Some wear more than 10 layers of clothing, including dark socks, with the ends cut off, over their hands. They never wear heels, lest the noise attracts attention.

What to make of this?

By donning the burka, they are making themselves invisible, effectively non-persons. Modesty, for them, is not participation in the world, while de-emphasising their physicality – as it is in halachah – but complete self-effacement, to the point of self-obliteration. They have no faces. Some have no voices. A few have no existence outside the home.

Shaviv notes that “some bloggers have cited parallels to eating disorders.”

Both anorexics and the burka women are denying their bodies in order to make them “disappear”. Both are reacting to unattainable cultural ideals, be they size-zero thinness or increasingly stringent standards of modesty in the Charedi world, by taking them to an obsessive extreme. And anorexia is often understood to be a desperate way for women to assert control over at least one aspect of their lives. Surely, wearing a burka or vowing silence can be construed similarly.

According to Shaviv, the “frumka” is the logical extension of two clear trends in the frum world: increasingly stringent standards of modesty that require increasing effort to follow and a redefinition of modesty to be about keeping women, and images of women, away from men.
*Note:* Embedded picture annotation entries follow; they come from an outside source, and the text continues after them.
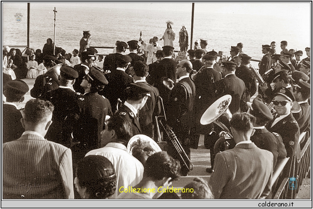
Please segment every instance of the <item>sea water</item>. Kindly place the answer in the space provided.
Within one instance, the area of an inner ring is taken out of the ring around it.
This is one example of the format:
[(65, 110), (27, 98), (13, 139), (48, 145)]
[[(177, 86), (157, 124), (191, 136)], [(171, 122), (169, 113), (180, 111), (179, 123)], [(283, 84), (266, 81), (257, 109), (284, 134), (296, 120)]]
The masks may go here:
[[(55, 42), (67, 53), (79, 49), (83, 30), (90, 31), (90, 46), (113, 47), (117, 40), (127, 42), (138, 40), (141, 31), (142, 39), (147, 42), (153, 36), (160, 38), (167, 20), (174, 23), (175, 50), (180, 49), (178, 33), (183, 25), (188, 32), (190, 46), (191, 3), (190, 12), (177, 11), (175, 8), (170, 11), (100, 8), (97, 3), (91, 3), (94, 7), (86, 7), (73, 3), (72, 6), (59, 4), (56, 8)], [(180, 6), (179, 3), (177, 5)], [(208, 12), (198, 12), (197, 3), (195, 5), (193, 42), (200, 38), (208, 40), (210, 51), (223, 51), (229, 55), (231, 46), (241, 42), (245, 53), (253, 58), (260, 59), (262, 45), (269, 45), (273, 41), (276, 42), (278, 53), (282, 40), (288, 42), (288, 49), (304, 52), (305, 47), (310, 45), (310, 21), (302, 21), (301, 17), (294, 16), (292, 13), (277, 17), (271, 15), (275, 12), (273, 8), (264, 15), (222, 14), (211, 11), (209, 3), (202, 5), (208, 7)], [(30, 5), (30, 46), (35, 50), (42, 50), (47, 38), (53, 40), (54, 7), (51, 4)], [(5, 3), (3, 6), (3, 45), (27, 45), (27, 4)], [(18, 12), (23, 15), (19, 22), (14, 16)], [(159, 42), (162, 46), (163, 42)], [(108, 53), (112, 49), (98, 51)], [(303, 58), (306, 57), (305, 52)]]

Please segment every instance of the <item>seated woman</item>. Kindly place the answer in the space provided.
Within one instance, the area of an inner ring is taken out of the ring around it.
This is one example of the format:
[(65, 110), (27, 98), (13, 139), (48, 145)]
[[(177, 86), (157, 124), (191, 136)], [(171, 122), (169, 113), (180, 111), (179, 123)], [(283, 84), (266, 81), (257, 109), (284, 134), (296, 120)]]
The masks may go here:
[(86, 157), (77, 164), (74, 184), (82, 199), (108, 199), (116, 189), (114, 167), (104, 157)]

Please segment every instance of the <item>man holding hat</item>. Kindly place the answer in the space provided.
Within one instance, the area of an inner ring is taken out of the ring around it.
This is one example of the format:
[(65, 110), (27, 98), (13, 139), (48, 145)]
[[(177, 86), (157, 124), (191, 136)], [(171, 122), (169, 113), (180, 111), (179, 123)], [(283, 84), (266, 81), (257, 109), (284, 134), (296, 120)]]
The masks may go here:
[(132, 67), (134, 65), (134, 63), (137, 61), (145, 62), (145, 59), (142, 57), (137, 54), (136, 51), (138, 48), (138, 41), (136, 40), (130, 41), (127, 42), (129, 47), (129, 54), (127, 55), (131, 58), (131, 62), (130, 67)]
[(300, 133), (310, 130), (311, 107), (308, 101), (310, 98), (310, 84), (300, 79), (294, 91), (295, 100), (301, 108), (300, 112), (293, 113), (299, 124)]
[(93, 65), (95, 65), (96, 54), (98, 51), (93, 48), (88, 48), (81, 52), (80, 59), (81, 63), (74, 66), (74, 69), (78, 73), (78, 77), (76, 79), (73, 87), (76, 92), (84, 93), (84, 88), (80, 86), (83, 78), (88, 73)]
[(131, 124), (134, 135), (141, 132), (138, 112), (145, 106), (151, 88), (138, 83), (132, 83), (126, 89), (127, 99), (119, 108), (115, 114), (125, 117)]
[(118, 58), (124, 54), (127, 48), (127, 44), (123, 41), (117, 42), (116, 52), (105, 56), (103, 61), (103, 71), (106, 73), (116, 70)]
[(262, 53), (264, 54), (262, 60), (259, 63), (259, 72), (261, 76), (271, 68), (272, 65), (272, 58), (269, 54), (271, 47), (265, 44), (262, 45)]
[(256, 92), (256, 80), (254, 77), (250, 67), (253, 66), (250, 65), (251, 57), (245, 54), (241, 54), (241, 64), (237, 68), (235, 74), (238, 77), (242, 80), (246, 86), (246, 99), (250, 101), (250, 98)]
[(46, 135), (49, 141), (70, 148), (72, 133), (76, 120), (80, 115), (78, 98), (80, 94), (73, 89), (78, 73), (74, 68), (64, 66), (60, 69), (59, 87), (52, 91), (48, 100), (54, 105), (52, 115), (53, 122)]
[(287, 152), (281, 137), (276, 137), (265, 127), (266, 123), (273, 120), (273, 116), (260, 96), (253, 100), (249, 113), (256, 118), (253, 124), (255, 132), (251, 136), (251, 141), (259, 148), (272, 152), (274, 157), (273, 167), (275, 168), (277, 159), (285, 157)]
[(174, 83), (176, 82), (176, 77), (175, 72), (177, 62), (175, 61), (172, 58), (174, 47), (170, 46), (165, 46), (162, 48), (163, 48), (164, 58), (160, 61), (160, 64), (157, 70), (156, 75), (155, 87), (158, 89), (160, 92), (160, 96), (163, 99), (163, 102), (165, 102), (169, 98), (170, 90), (163, 84), (163, 78), (164, 77), (169, 78)]
[(4, 87), (3, 94), (7, 100), (2, 107), (3, 143), (17, 139), (24, 132), (20, 121), (23, 117), (17, 107), (29, 90), (26, 83), (18, 79), (8, 82)]
[(276, 93), (273, 101), (276, 114), (266, 126), (270, 132), (281, 136), (287, 157), (292, 157), (299, 148), (300, 129), (291, 112), (295, 100), (295, 97), (289, 89), (282, 89)]
[(83, 31), (83, 37), (80, 39), (79, 42), (80, 47), (79, 48), (79, 56), (80, 56), (82, 52), (85, 51), (87, 48), (89, 47), (91, 36), (91, 34), (90, 34), (90, 32), (89, 31)]
[(44, 59), (48, 71), (36, 78), (34, 87), (30, 90), (30, 95), (34, 98), (46, 100), (50, 97), (50, 92), (59, 88), (60, 68), (63, 64), (53, 56), (47, 55)]
[(117, 59), (117, 67), (108, 75), (109, 84), (99, 92), (99, 94), (104, 96), (110, 101), (113, 112), (117, 110), (118, 99), (123, 102), (126, 100), (124, 90), (134, 82), (132, 78), (125, 72), (130, 65), (131, 58), (128, 55), (121, 55)]
[(73, 133), (77, 144), (73, 150), (74, 164), (90, 150), (100, 147), (100, 133), (112, 113), (109, 100), (98, 92), (108, 83), (102, 72), (92, 67), (80, 84), (85, 93), (79, 99), (81, 113)]

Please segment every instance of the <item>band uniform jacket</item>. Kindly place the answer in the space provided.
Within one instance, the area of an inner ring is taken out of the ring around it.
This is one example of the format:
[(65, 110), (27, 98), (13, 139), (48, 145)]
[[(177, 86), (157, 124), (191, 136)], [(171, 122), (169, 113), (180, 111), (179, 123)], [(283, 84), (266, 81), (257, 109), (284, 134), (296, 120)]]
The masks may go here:
[(163, 77), (171, 79), (174, 83), (176, 82), (176, 77), (175, 74), (177, 62), (172, 59), (165, 58), (160, 62), (160, 64), (156, 74), (156, 84), (160, 92), (160, 96), (164, 102), (169, 98), (170, 90), (163, 85), (162, 78)]
[(74, 199), (70, 149), (26, 132), (3, 147), (4, 199)]
[(121, 53), (116, 52), (106, 56), (103, 60), (103, 71), (105, 72), (109, 70), (111, 72), (116, 71), (117, 67), (116, 63), (117, 58), (122, 55)]
[(148, 97), (145, 106), (139, 111), (138, 115), (142, 133), (152, 138), (153, 120), (154, 117), (159, 115), (161, 112), (159, 91), (146, 82), (138, 82), (137, 84), (141, 86), (145, 86), (146, 88), (150, 89), (151, 97)]
[(14, 105), (3, 104), (2, 106), (2, 143), (17, 139), (24, 131), (22, 125), (22, 113)]
[[(197, 130), (205, 133), (208, 129), (207, 126), (200, 124), (200, 118), (202, 114), (216, 100), (216, 84), (222, 79), (221, 73), (213, 68), (203, 68), (193, 77), (196, 86), (196, 96), (194, 105), (196, 114), (195, 122)], [(211, 131), (210, 130), (209, 132)]]
[(244, 81), (246, 86), (246, 100), (250, 101), (250, 98), (256, 92), (256, 80), (252, 72), (246, 66), (242, 65), (236, 69), (235, 74)]
[(133, 135), (135, 135), (141, 133), (141, 128), (139, 122), (138, 117), (135, 115), (132, 111), (128, 107), (122, 104), (119, 108), (118, 111), (115, 113), (119, 115), (121, 117), (125, 117), (126, 120), (131, 124), (133, 130)]
[(45, 137), (48, 140), (70, 148), (72, 133), (80, 115), (81, 94), (73, 90), (59, 88), (51, 92), (49, 100), (53, 104), (53, 122)]
[(36, 78), (34, 87), (30, 90), (30, 96), (46, 101), (50, 98), (51, 91), (59, 86), (59, 78), (53, 71), (49, 71)]
[(282, 141), (278, 141), (274, 134), (266, 128), (254, 130), (255, 132), (250, 139), (259, 148), (272, 152), (274, 157), (273, 168), (275, 168), (278, 159), (286, 157), (287, 153), (285, 145)]
[(262, 76), (264, 73), (270, 69), (272, 66), (272, 58), (269, 53), (265, 54), (263, 56), (262, 60), (259, 63), (259, 72)]
[(215, 199), (256, 199), (270, 191), (273, 156), (253, 143), (216, 154), (209, 184)]
[(298, 122), (300, 128), (300, 132), (310, 131), (311, 118), (311, 107), (307, 102), (300, 104), (301, 110), (297, 113), (293, 113), (294, 117)]
[(104, 129), (105, 117), (112, 115), (109, 100), (96, 92), (89, 92), (79, 99), (81, 113), (74, 137), (84, 152), (100, 147), (100, 133)]
[(276, 132), (280, 135), (287, 152), (287, 157), (292, 157), (296, 150), (299, 150), (298, 141), (300, 136), (300, 129), (298, 122), (291, 112), (271, 127), (275, 120), (274, 117), (266, 124), (266, 127), (269, 131)]
[(246, 103), (246, 87), (243, 81), (235, 74), (229, 74), (218, 81), (217, 85), (218, 98), (226, 94), (232, 96), (228, 107), (232, 114), (247, 112), (248, 107)]

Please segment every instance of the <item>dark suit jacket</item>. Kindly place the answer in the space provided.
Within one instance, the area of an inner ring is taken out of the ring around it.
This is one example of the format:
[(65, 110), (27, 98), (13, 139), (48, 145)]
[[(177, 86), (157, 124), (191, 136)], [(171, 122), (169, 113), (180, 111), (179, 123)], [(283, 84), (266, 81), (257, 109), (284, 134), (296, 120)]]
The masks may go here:
[(118, 111), (115, 113), (115, 114), (125, 117), (126, 120), (131, 124), (133, 135), (141, 133), (141, 129), (138, 118), (124, 104), (122, 105)]
[(274, 118), (269, 122), (266, 124), (266, 127), (269, 131), (280, 135), (287, 151), (287, 157), (291, 157), (295, 151), (298, 150), (298, 141), (300, 136), (299, 125), (291, 113), (271, 127), (275, 120)]
[(3, 104), (2, 106), (2, 143), (17, 139), (24, 128), (21, 123), (22, 114), (14, 106)]
[(253, 143), (218, 153), (209, 182), (214, 198), (255, 199), (267, 196), (273, 163), (272, 153)]
[(31, 133), (3, 147), (4, 199), (74, 199), (70, 149)]
[(310, 131), (311, 118), (311, 106), (307, 102), (300, 104), (301, 110), (300, 112), (293, 113), (292, 114), (298, 122), (300, 127), (300, 132), (302, 133), (305, 131)]
[(229, 107), (232, 114), (247, 112), (246, 87), (242, 80), (234, 74), (231, 74), (219, 81), (217, 86), (218, 98), (226, 94), (231, 96), (232, 101)]
[(146, 82), (139, 82), (137, 84), (141, 86), (144, 86), (146, 88), (150, 89), (151, 97), (148, 97), (145, 106), (139, 111), (139, 122), (142, 133), (152, 138), (152, 124), (154, 116), (157, 116), (161, 112), (161, 106), (159, 99), (159, 91)]

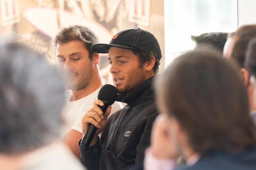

Open a Charedi newspaper, and there are either no images of women, or they are blacked out. In the past few years, several women have been beaten up in Jerusalem because they would not move to the back of the bus in Charedi neighbourhoods; a top rabbi in Bnai Brak asked women to leave before the end of shul so they did not mingle with men following davening; that same town has a street with separate sides for men and women; separate shopping hours are not unknown.

Just last week, a sheitel shop in New York was boycotted for refusing to remove headshots of women wearing wigs from its window.

In conclusion, Shaviv argues, Orthodox women are “already being pushed out of the public sphere.”

The rabbis may not understand the Pandora’s Box they have opened, but the jump from the Brooklyn sheitel store to the burka-wearers in Israel is not that great.